A faixa nos leva para dentro de um relacionamento intenso e cheio de altos e baixos, onde a conexão física e a intimidade são o foco principal. O eu lírico convida a parceira a desvendar seus segredos mais profundos – medos, fetiches e desejos – enquanto, paradoxalmente, adia planos futuros, preferindo a imersão no agora. Há um desejo de eternizar essa paixão em poesia, transformando a relação em arte. Contudo, essa dinâmica é permeada por tensões.
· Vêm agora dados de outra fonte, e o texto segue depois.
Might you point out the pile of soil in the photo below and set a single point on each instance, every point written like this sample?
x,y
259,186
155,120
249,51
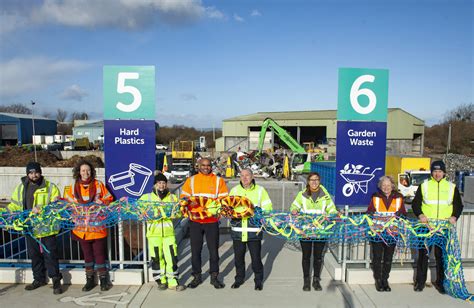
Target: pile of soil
x,y
19,157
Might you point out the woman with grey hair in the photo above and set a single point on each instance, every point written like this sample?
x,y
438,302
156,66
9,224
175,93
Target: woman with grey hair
x,y
384,204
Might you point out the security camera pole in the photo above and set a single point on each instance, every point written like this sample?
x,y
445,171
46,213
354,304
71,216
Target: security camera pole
x,y
33,120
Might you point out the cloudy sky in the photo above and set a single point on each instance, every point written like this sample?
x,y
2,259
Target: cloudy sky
x,y
220,59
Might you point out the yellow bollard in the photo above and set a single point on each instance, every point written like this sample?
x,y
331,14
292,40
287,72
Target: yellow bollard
x,y
229,171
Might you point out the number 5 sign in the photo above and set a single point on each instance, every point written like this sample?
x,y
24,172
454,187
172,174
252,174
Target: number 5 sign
x,y
129,92
363,94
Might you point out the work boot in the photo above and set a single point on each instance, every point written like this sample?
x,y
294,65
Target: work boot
x,y
35,285
105,284
307,284
316,284
57,284
90,282
197,280
215,281
439,287
162,285
379,285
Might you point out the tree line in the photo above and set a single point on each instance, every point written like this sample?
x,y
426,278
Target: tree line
x,y
461,120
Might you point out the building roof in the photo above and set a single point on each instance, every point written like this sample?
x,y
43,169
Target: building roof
x,y
91,125
24,116
299,115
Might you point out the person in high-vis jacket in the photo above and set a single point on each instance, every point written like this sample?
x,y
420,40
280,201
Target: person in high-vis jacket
x,y
93,240
245,233
315,199
205,184
386,203
33,193
435,199
161,238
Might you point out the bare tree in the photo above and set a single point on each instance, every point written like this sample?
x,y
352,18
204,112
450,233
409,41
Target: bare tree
x,y
464,113
16,108
61,115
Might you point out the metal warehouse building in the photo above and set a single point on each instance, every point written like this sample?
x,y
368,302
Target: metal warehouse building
x,y
93,131
405,132
17,128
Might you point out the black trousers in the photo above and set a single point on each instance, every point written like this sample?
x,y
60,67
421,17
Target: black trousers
x,y
317,248
197,232
42,260
255,248
422,265
382,259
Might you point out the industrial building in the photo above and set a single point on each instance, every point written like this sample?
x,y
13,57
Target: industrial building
x,y
17,129
405,132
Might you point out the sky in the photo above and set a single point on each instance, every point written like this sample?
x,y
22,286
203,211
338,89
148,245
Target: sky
x,y
219,59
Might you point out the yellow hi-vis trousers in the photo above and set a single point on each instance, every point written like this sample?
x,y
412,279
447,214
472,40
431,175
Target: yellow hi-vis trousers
x,y
164,259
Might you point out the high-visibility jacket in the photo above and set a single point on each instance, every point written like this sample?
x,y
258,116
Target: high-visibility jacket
x,y
102,194
437,202
244,229
42,196
387,206
323,205
209,185
164,226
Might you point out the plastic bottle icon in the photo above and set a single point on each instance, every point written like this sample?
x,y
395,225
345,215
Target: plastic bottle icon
x,y
133,180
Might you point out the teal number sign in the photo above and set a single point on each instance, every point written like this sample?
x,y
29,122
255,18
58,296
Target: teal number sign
x,y
129,92
363,94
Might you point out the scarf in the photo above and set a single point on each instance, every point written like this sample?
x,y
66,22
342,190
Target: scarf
x,y
92,190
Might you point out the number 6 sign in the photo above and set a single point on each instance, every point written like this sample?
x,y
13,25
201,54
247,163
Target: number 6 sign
x,y
129,92
363,94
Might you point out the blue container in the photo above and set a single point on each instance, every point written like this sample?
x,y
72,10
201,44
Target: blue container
x,y
327,171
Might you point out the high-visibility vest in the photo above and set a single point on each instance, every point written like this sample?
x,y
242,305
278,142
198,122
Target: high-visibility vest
x,y
41,197
438,198
200,185
244,229
89,232
164,226
306,205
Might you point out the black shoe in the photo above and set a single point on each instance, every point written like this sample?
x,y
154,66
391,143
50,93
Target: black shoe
x,y
35,285
306,284
90,283
419,287
195,282
317,285
379,285
105,284
215,281
439,287
57,284
162,286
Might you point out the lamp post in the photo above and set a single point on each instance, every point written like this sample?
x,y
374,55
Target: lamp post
x,y
34,133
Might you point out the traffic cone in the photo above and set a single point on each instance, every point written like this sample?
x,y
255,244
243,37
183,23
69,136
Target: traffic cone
x,y
165,165
286,168
229,171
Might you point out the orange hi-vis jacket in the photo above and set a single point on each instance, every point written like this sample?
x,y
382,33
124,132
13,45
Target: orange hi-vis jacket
x,y
211,186
102,194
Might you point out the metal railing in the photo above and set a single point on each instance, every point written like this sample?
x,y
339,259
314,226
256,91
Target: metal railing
x,y
361,253
126,247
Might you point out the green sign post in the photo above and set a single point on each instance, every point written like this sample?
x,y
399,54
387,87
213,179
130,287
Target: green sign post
x,y
129,92
363,94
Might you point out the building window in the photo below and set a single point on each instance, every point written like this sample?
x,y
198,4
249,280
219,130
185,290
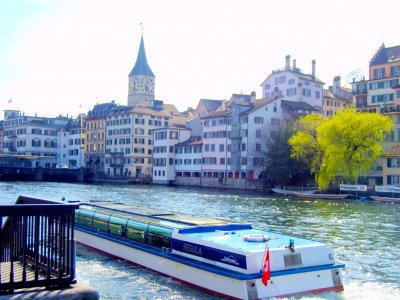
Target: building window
x,y
394,71
258,120
379,73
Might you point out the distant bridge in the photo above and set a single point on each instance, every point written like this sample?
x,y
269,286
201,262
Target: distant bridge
x,y
8,173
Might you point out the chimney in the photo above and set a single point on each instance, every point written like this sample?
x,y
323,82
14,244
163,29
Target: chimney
x,y
287,66
300,92
313,69
336,83
253,97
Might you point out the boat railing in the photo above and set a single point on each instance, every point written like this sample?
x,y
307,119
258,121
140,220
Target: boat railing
x,y
37,246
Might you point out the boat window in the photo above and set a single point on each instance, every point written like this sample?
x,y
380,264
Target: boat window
x,y
84,218
117,226
136,231
100,222
159,236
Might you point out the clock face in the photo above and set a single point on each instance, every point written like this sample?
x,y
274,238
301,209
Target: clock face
x,y
138,85
131,86
149,85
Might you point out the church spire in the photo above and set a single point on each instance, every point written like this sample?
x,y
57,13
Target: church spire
x,y
141,66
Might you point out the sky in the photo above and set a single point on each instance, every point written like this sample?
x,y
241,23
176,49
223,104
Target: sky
x,y
65,56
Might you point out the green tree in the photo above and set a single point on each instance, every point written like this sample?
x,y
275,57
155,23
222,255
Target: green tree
x,y
280,167
346,145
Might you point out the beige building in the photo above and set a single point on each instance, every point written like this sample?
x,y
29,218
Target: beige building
x,y
95,125
335,98
129,139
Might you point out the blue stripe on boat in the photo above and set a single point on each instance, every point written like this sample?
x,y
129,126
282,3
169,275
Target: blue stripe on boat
x,y
225,257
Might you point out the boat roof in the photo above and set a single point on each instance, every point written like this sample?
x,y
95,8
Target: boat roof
x,y
170,219
235,239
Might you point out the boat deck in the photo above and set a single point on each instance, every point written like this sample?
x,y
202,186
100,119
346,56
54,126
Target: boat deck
x,y
219,232
235,239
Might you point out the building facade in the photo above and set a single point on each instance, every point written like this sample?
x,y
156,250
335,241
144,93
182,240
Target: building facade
x,y
71,144
33,136
382,89
129,140
381,94
336,98
294,85
95,131
164,152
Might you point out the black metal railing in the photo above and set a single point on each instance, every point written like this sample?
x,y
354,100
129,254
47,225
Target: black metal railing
x,y
37,246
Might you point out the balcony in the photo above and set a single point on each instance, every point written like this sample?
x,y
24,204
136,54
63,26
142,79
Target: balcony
x,y
37,246
117,154
117,165
360,92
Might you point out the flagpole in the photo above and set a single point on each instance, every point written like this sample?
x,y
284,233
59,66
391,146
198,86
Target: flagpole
x,y
266,266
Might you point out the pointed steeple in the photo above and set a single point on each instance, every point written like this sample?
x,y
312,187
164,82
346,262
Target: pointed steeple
x,y
141,66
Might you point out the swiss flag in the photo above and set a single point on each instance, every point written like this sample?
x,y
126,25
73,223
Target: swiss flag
x,y
266,270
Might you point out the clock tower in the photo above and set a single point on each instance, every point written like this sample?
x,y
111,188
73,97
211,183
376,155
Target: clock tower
x,y
141,79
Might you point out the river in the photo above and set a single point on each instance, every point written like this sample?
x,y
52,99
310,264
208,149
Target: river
x,y
364,234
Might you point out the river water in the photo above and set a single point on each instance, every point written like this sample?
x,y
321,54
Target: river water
x,y
364,234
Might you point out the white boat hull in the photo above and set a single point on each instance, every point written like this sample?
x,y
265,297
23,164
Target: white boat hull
x,y
386,199
284,283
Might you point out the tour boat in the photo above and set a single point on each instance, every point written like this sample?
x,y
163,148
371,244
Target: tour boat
x,y
386,199
290,192
322,196
220,257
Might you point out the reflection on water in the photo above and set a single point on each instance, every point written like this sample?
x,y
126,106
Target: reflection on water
x,y
364,234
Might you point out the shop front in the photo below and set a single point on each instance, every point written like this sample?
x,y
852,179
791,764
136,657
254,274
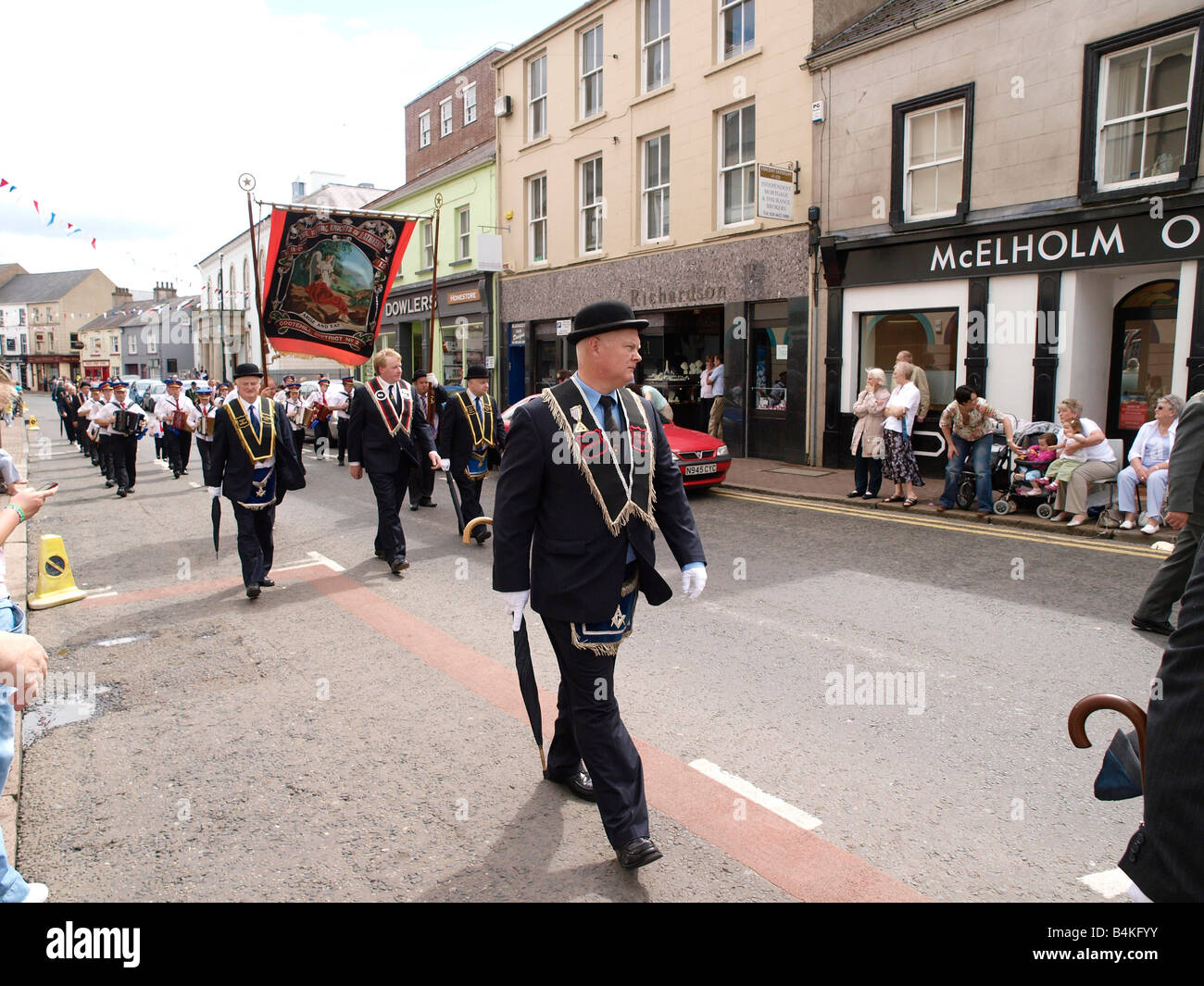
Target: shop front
x,y
1102,305
742,301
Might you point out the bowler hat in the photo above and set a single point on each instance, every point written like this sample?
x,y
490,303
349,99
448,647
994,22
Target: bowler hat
x,y
603,317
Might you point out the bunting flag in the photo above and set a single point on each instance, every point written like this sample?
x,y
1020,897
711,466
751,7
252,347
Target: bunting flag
x,y
328,276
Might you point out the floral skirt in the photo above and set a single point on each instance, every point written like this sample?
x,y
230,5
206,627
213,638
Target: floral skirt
x,y
901,465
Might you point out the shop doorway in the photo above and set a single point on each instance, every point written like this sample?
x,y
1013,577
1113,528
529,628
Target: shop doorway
x,y
1143,356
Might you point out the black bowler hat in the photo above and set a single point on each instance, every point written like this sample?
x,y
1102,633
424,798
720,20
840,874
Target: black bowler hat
x,y
603,317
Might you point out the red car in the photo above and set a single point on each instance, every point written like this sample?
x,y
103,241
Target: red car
x,y
702,459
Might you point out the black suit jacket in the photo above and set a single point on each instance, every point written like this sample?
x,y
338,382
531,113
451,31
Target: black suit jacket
x,y
456,436
549,535
232,468
370,443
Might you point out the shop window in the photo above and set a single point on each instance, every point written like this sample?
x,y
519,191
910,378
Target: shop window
x,y
737,181
657,44
931,151
657,188
537,218
591,71
931,337
1142,109
737,27
593,205
537,97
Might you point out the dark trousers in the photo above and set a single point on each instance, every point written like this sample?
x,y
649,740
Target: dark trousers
x,y
1169,580
421,483
256,547
125,461
389,489
589,728
867,474
206,453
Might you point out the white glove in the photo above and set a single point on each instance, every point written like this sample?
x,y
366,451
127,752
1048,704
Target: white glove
x,y
694,580
516,602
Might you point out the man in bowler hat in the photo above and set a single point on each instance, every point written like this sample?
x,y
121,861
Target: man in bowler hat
x,y
586,476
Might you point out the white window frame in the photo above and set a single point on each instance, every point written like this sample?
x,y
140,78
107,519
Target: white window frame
x,y
464,233
726,8
470,104
589,71
590,176
537,96
537,221
746,165
907,156
651,44
1145,115
661,191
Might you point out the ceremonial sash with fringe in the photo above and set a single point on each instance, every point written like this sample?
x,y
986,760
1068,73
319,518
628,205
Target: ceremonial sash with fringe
x,y
608,478
395,419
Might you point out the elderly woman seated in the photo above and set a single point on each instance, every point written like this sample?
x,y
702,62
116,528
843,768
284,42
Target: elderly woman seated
x,y
1148,461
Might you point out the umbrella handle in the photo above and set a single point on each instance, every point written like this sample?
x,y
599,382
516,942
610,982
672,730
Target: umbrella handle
x,y
1076,722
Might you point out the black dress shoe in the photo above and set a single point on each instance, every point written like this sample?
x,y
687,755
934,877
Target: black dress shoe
x,y
1166,628
638,853
579,782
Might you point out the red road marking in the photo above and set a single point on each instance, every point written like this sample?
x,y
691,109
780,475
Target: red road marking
x,y
799,862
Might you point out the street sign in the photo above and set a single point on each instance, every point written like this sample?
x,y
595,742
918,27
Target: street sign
x,y
774,193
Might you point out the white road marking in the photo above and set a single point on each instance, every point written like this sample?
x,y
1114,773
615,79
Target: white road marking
x,y
1110,882
742,788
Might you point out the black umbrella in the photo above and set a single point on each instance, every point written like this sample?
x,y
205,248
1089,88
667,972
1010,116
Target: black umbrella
x,y
456,500
529,688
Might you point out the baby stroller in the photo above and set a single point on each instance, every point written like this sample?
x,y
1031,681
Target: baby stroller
x,y
1022,492
1000,474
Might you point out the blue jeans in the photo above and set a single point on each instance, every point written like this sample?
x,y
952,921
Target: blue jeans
x,y
979,453
12,886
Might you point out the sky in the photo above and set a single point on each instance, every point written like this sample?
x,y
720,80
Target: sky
x,y
132,119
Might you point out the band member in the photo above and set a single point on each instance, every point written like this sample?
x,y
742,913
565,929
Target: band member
x,y
123,436
433,397
176,437
293,408
321,412
388,436
254,462
203,421
470,437
589,516
341,400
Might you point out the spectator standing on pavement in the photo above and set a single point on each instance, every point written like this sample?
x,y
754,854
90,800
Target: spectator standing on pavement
x,y
968,426
1148,460
922,383
868,445
1100,464
901,413
715,426
1185,513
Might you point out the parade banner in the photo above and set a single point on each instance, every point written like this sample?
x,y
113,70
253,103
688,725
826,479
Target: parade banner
x,y
329,273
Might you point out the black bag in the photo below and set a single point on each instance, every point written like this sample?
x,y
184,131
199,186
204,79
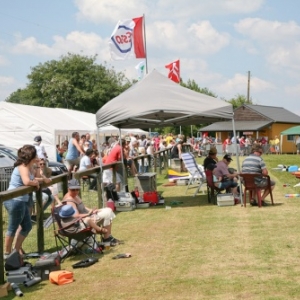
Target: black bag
x,y
14,261
111,192
47,191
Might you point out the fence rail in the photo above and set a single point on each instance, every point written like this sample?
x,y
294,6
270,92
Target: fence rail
x,y
160,159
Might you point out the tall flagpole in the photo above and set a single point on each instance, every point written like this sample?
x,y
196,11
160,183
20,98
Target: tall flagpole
x,y
145,44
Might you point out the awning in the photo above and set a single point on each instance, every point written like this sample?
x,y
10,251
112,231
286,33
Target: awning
x,y
239,126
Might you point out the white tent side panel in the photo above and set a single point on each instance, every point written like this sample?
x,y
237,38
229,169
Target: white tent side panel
x,y
16,131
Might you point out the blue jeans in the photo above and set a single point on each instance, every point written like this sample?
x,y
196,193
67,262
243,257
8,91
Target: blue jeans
x,y
18,212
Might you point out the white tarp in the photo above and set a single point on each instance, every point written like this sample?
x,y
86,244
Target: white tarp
x,y
19,124
157,101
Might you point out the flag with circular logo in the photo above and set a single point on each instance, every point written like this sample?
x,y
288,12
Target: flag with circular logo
x,y
127,40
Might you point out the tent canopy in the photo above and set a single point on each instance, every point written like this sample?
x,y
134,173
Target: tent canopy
x,y
156,101
291,131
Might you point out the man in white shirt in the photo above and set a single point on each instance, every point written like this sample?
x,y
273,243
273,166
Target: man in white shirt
x,y
86,163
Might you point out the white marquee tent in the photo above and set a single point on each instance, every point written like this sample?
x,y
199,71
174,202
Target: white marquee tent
x,y
19,124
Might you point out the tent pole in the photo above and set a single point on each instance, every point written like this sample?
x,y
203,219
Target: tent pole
x,y
237,160
100,174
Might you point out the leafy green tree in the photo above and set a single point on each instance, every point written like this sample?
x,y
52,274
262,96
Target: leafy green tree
x,y
239,100
74,82
192,85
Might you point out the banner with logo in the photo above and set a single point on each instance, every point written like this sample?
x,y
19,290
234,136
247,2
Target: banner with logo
x,y
127,40
174,71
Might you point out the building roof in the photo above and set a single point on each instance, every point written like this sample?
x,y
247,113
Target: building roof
x,y
239,125
276,114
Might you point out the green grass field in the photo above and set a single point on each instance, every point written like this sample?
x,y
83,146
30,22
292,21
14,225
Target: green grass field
x,y
195,250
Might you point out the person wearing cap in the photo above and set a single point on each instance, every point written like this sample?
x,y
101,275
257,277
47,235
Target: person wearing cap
x,y
254,163
68,216
73,154
103,216
229,180
86,163
211,158
40,149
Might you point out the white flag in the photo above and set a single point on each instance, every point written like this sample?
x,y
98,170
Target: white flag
x,y
140,68
127,40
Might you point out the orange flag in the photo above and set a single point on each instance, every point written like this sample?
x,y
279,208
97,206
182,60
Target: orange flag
x,y
174,70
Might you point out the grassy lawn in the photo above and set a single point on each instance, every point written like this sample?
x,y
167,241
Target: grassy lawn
x,y
196,250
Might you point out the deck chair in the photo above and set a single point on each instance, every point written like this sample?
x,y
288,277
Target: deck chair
x,y
248,180
212,190
196,172
83,242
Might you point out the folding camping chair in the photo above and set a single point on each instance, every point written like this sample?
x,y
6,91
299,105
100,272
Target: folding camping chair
x,y
196,172
73,242
212,190
254,190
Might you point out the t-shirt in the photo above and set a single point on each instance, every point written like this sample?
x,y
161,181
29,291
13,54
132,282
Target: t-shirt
x,y
85,163
221,170
114,155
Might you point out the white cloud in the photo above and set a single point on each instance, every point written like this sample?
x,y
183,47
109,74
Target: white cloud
x,y
3,61
7,85
113,11
238,84
74,42
208,40
267,31
277,41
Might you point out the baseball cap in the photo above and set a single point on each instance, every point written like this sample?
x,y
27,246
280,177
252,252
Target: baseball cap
x,y
213,151
227,157
38,138
73,184
66,211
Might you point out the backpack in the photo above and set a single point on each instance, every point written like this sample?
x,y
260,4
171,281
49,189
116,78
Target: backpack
x,y
14,261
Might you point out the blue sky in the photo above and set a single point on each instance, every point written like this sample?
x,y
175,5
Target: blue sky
x,y
217,41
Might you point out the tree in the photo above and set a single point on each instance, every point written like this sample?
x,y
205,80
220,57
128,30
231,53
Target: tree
x,y
74,82
239,100
192,85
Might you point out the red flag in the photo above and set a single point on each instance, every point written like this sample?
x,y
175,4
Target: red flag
x,y
174,70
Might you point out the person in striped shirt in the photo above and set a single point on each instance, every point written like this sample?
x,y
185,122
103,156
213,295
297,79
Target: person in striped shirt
x,y
254,163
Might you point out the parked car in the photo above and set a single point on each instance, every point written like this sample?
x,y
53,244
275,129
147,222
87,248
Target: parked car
x,y
12,154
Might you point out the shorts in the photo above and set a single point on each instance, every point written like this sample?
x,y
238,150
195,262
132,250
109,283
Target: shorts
x,y
264,183
70,163
108,176
18,212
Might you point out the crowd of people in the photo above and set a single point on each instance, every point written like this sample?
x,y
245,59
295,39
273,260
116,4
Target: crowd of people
x,y
81,152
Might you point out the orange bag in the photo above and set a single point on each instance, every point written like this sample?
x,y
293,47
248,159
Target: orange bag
x,y
61,277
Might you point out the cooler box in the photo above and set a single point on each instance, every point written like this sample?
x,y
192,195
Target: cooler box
x,y
124,206
151,197
47,264
293,169
225,199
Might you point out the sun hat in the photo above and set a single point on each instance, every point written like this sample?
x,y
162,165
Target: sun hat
x,y
74,184
66,211
38,138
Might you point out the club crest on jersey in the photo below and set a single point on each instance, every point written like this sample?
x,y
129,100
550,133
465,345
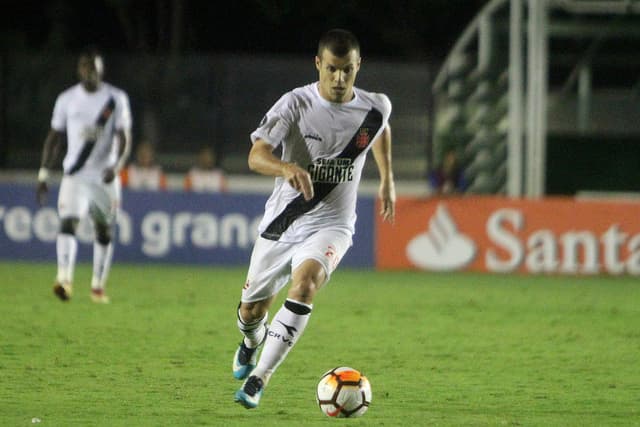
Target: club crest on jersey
x,y
363,138
106,113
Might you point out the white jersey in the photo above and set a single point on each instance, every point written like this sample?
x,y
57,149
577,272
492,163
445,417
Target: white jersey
x,y
329,140
90,120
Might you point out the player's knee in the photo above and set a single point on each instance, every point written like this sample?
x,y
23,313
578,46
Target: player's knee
x,y
68,226
252,311
304,290
103,235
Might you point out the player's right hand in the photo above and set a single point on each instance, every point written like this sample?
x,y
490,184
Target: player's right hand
x,y
299,179
41,193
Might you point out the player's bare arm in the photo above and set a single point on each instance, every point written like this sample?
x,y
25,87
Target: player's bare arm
x,y
263,161
387,191
50,152
124,149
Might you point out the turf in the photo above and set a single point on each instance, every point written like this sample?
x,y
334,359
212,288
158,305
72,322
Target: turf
x,y
439,349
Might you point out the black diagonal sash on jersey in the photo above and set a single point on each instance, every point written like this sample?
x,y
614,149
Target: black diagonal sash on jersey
x,y
299,206
104,115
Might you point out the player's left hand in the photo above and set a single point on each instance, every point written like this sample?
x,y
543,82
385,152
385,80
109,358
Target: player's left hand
x,y
387,196
108,175
41,193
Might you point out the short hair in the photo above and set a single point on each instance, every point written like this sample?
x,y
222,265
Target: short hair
x,y
91,51
339,42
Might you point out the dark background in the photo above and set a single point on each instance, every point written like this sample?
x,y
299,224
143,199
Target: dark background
x,y
407,30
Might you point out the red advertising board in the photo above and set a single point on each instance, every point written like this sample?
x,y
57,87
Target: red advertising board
x,y
504,235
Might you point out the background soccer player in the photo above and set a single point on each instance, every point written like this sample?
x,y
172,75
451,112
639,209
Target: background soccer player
x,y
326,130
95,117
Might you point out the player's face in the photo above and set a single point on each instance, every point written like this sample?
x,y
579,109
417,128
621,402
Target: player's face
x,y
90,70
337,74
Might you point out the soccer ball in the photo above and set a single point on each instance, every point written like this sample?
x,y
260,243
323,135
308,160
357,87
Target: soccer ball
x,y
343,392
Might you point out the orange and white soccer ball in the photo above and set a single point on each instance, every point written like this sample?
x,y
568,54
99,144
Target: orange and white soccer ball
x,y
343,392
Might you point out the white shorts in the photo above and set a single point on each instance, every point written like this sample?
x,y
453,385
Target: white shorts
x,y
80,196
272,262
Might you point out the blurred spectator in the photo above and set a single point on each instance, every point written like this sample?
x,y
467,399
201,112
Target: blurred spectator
x,y
448,178
144,173
205,176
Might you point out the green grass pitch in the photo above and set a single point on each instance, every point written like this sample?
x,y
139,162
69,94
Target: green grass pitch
x,y
439,349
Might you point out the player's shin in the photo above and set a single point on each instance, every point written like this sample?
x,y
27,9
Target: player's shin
x,y
67,249
102,256
285,330
253,331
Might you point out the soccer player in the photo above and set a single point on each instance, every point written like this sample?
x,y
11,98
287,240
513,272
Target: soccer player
x,y
325,130
95,117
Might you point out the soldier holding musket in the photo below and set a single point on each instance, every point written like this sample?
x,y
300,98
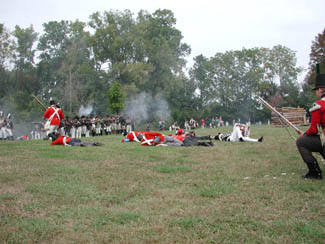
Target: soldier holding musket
x,y
310,141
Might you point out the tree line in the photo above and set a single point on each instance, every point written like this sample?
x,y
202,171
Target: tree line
x,y
115,56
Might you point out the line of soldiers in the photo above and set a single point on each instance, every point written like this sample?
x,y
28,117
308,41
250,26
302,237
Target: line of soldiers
x,y
85,126
6,127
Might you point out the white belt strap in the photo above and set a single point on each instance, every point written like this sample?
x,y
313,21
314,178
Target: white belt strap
x,y
145,140
55,113
135,137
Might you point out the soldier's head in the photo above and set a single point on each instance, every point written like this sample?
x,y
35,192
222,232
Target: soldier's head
x,y
139,136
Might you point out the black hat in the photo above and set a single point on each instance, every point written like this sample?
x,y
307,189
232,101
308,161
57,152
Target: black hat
x,y
320,81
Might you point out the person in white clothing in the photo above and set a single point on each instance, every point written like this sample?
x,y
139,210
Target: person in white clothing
x,y
240,132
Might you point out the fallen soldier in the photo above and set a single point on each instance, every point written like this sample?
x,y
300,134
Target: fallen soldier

A instabilidade emocional da parceira e sua tentativa de controlar a narrativa da relação criam atritos. Diante das imposições e inseguranças, a resposta do eu lírico é um silêncio resignado, um grito de liberdade em meio à complexidade.

Yeah, ahn
Pode me contar quais são seus medos
Sonhos, fetiches, desejos
Podemos fazer milhões de planos, amor
Mas isso deixa pa’ depois
Eu quero me perder, me encontrar
Me achar no teu corpo, teu beijo
Posso descrever nas minhas letras
Poemas inspirado’ em nós dois

Bem que daria um filme romance
Talvez uma ficção
Resultaria em dramas ou traumas
Por falta de ação
Se eu te conheço bem
Vai se manter com a mesma opinião
Vai me tachar de comédia ou vilão
Mantendo suspense, o que sente o coração
Se encontra estilhaços, pedaços, destroços
O teu maior terror é me ver em outros braços
Quer roteirizar, me falar o que eu não posso, não
Prefiro me manter calado

Yeah, yeah, yeah, yeah
Prefiro me manter calado
Yeah, yeah, yeah, ahn, yeah, yeah
Pode me contar quais são seus medos
Sonhos, fetiches, desejos
Podemos fazer milhões de planos, amor
Mas isso deixa pa’ depois
Eu quero me perder, me encontrar
Me achar no teu corpo, teu beijo
Posso descrever nas minhas letras
Poemas inspirado’ em nós dois

A letra, apesar de sua expressividade, utiliza uma linguagem bastante direta, com poucas gírias ou termos subculturais específicos do trap que não sejam de domínio público. No entanto, algumas expressões contribuem para a intensidade da faixa, como “tachar de comédia ou vilão”, que se refere à forma como o eu lírico pode ser rotulado – seja como alguém inconsequente e digno de riso (“comédia”) ou como o antagonista da história (“vilão”). Outro termo notável é “roteirizar”, usado metaforicamente quando o parceiro tenta ditar as regras e o caminho do eu lírico (“quer roteirizar, me falar o que eu não posso”), sugerindo uma tentativa de controle da narrativa pessoal ou do relacionamento.